La riflessione su espressioni quali smart home e digital twin e, soprattutto sull’intervallo che intercorre tra di esse, evidenzia, per gli operatori del comparto della costruzione e dell’immobiliare, una possibile dissociazione tra piani argomentativi sostanzialmente eterogenei, ma, almeno in apparenza, convergenti.

Da un lato, infatti, l’offerta merceologica relativa alla «casa intelligente» appare piuttosto estranea agli operatori tradizionali del comparto che, non a caso, la recepiscono esclusivamente in termini addizionali di domotica e di Building Management System (BMS), senza forse intuirne le implicazioni più profonde sulla natura del «prodotto» immobiliare che, sino al 2007, nella forma dell’edilizia residenziale di nuova edificazione, costituiva un riferimento identitario, e che attualmente riemerge come emergenza abitativa per il tramite dell’edilizia residenziale sociale e popolare, possibilmente come edilizia di sostituzione per tessuti non dismessi.

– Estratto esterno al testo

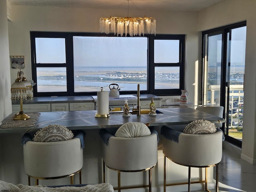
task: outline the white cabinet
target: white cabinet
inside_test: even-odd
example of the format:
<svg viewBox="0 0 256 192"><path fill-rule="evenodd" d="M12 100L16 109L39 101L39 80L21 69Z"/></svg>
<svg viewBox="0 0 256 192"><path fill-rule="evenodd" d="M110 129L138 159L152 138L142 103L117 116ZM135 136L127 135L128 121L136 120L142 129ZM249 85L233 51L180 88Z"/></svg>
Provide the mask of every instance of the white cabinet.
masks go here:
<svg viewBox="0 0 256 192"><path fill-rule="evenodd" d="M51 108L51 111L68 111L68 103L52 103Z"/></svg>
<svg viewBox="0 0 256 192"><path fill-rule="evenodd" d="M151 102L151 100L140 101L140 108L141 109L149 109L149 105ZM161 108L161 100L154 100L154 102L156 105L156 107L158 108Z"/></svg>
<svg viewBox="0 0 256 192"><path fill-rule="evenodd" d="M85 111L95 110L95 103L94 102L69 103L70 111Z"/></svg>
<svg viewBox="0 0 256 192"><path fill-rule="evenodd" d="M48 112L51 111L50 103L42 104L24 104L23 105L23 111L24 113L28 112ZM20 105L12 105L12 112L18 113L20 110Z"/></svg>

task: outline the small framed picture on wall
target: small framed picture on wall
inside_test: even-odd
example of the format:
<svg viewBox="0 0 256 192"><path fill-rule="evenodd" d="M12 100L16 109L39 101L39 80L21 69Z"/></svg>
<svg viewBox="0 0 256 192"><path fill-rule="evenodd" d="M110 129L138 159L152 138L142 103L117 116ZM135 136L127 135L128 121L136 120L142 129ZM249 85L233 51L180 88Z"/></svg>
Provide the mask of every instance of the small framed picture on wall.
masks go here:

Da un altro canto, invece, il «gemello digitale», una delle locuzioni oggi più in voga per indicare le evoluzioni del ciclo di vita del bene costruito, appare, curiosamente, più rilevante per le co-simulazioni comportamentali inerenti alla occupancy, anziché, o ancor maggiormente, per quelle prestazionali attinenti ai cespiti fisici che la ospitano.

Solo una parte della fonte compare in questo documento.